Pernyataan itu disampaikan Prabowo saat memberikan arahan kepada para kepala daerah se-Papua di Istana Negara, Jakarta, Selasa (16/12/2025). Ia menekankan bahwa desa, kecamatan, hingga kabupaten tidak boleh sepenuhnya bergantung pada pasokan dari luar ketika situasi darurat terjadi.
“Kalau komunikasi putus, desa harus bisa bertahan. Kecamatan harus bisa bertahan. Kabupaten harus bisa bertahan,” ujar Prabowo.
Kembali ke Akar: Lumbung Desa sebagai Pilar Ketahanan
Prabowo mengingatkan bahwa konsep lumbung desa bukan gagasan baru. Sistem tersebut telah lama menjadi bagian dari peradaban Nusantara, berfungsi sebagai benteng pangan masyarakat di masa sulit. Kini, ia ingin konsep itu dihidupkan kembali secara sistematis dan berjenjang.
Menurut Prabowo, Indonesia harus memiliki lumbung pangan di setiap level pemerintahan—mulai dari desa hingga nasional—sebagai fondasi ketahanan pangan jangka panjang.
“Dulu ada lumbung desa. Sekarang harus ada lumbung desa, lumbung kecamatan, lumbung kabupaten, lumbung provinsi, sampai lumbung nasional. Kita akan lakukan itu,” tegasnya.
Geografi Luas, Logistik Mahal
Presiden juga menyoroti tantangan struktural Indonesia sebagai negara kepulauan yang luas. Ketergantungan antarpulau, menurutnya, justru memicu lonjakan harga pangan di wilayah tertentu akibat mahalnya biaya logistik dan keterbatasan infrastruktur.
Ia mencontohkan, harga beras yang bisa diproduksi Rp 8.000 hingga Rp 9.000 per kilogram di satu daerah, dapat melonjak hingga Rp 25.000 di daerah lain karena faktor distribusi dan komunikasi.
“Kita dipaksa oleh alam kita sendiri untuk mengejar swasembada pangan di masing-masing wilayah,” katanya.
Pertanian Lokal sebagai Strategi Bertahan Bangsa
Prabowo mengajak setiap daerah mengembangkan pertanian sesuai karakter geografis dan potensi lokal—mulai dari padi, jagung, sagu, hingga singkong. Ia menilai langkah ini bukan sekadar kebijakan ekonomi, melainkan strategi bertahan hidup bangsa dalam jangka panjang.

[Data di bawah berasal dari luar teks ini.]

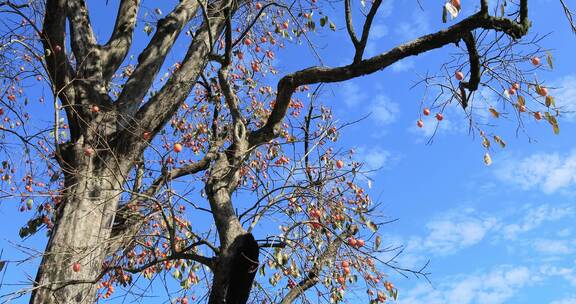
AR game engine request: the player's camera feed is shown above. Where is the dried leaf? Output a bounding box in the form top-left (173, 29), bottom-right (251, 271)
top-left (367, 221), bottom-right (378, 232)
top-left (375, 235), bottom-right (381, 250)
top-left (547, 51), bottom-right (554, 69)
top-left (517, 95), bottom-right (526, 106)
top-left (484, 152), bottom-right (492, 166)
top-left (489, 107), bottom-right (500, 118)
top-left (545, 95), bottom-right (555, 107)
top-left (494, 135), bottom-right (506, 148)
top-left (482, 137), bottom-right (490, 148)
top-left (544, 112), bottom-right (560, 135)
top-left (444, 2), bottom-right (459, 19)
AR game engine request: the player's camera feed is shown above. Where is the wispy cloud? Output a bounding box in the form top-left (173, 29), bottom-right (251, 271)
top-left (422, 209), bottom-right (499, 255)
top-left (552, 296), bottom-right (576, 304)
top-left (402, 265), bottom-right (538, 304)
top-left (338, 82), bottom-right (366, 108)
top-left (553, 75), bottom-right (576, 122)
top-left (370, 94), bottom-right (400, 125)
top-left (354, 146), bottom-right (399, 173)
top-left (495, 151), bottom-right (576, 194)
top-left (532, 238), bottom-right (575, 255)
top-left (500, 204), bottom-right (574, 240)
top-left (381, 204), bottom-right (574, 269)
top-left (337, 82), bottom-right (400, 127)
top-left (395, 10), bottom-right (430, 41)
top-left (390, 59), bottom-right (415, 72)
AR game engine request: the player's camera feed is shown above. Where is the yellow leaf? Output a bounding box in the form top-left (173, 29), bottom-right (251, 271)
top-left (547, 51), bottom-right (554, 69)
top-left (544, 112), bottom-right (560, 135)
top-left (482, 137), bottom-right (490, 148)
top-left (484, 153), bottom-right (492, 166)
top-left (545, 95), bottom-right (555, 107)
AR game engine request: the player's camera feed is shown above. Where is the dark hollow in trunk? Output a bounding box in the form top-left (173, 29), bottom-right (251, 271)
top-left (225, 233), bottom-right (259, 304)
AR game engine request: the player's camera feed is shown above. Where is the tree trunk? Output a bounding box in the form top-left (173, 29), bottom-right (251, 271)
top-left (206, 153), bottom-right (259, 304)
top-left (29, 145), bottom-right (130, 304)
top-left (208, 234), bottom-right (259, 304)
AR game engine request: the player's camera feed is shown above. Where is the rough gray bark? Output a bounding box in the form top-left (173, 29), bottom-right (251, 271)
top-left (30, 147), bottom-right (132, 303)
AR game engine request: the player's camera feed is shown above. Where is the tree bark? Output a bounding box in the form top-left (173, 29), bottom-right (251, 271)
top-left (29, 144), bottom-right (132, 304)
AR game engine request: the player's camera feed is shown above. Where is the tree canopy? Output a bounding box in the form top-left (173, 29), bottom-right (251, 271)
top-left (0, 0), bottom-right (573, 303)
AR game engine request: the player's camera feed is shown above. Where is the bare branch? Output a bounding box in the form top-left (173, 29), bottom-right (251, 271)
top-left (279, 225), bottom-right (358, 304)
top-left (559, 0), bottom-right (576, 34)
top-left (344, 0), bottom-right (360, 47)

“Ini adalah kunci survival kita sebagai bangsa. Pelajaran ribuan tahun,” ujarnya.
Mengutip kearifan lama yang juga tercatat dalam tradisi keagamaan, Prabowo menegaskan pentingnya kesiapsiagaan menghadapi siklus alam—masa surplus dan masa paceklik.
“Tujuh tahun baik, tujuh tahun sulit. Saat masa baik, kita harus bersiap. Saat masa sulit datang, kita tidak panik,” tutup Prabowo.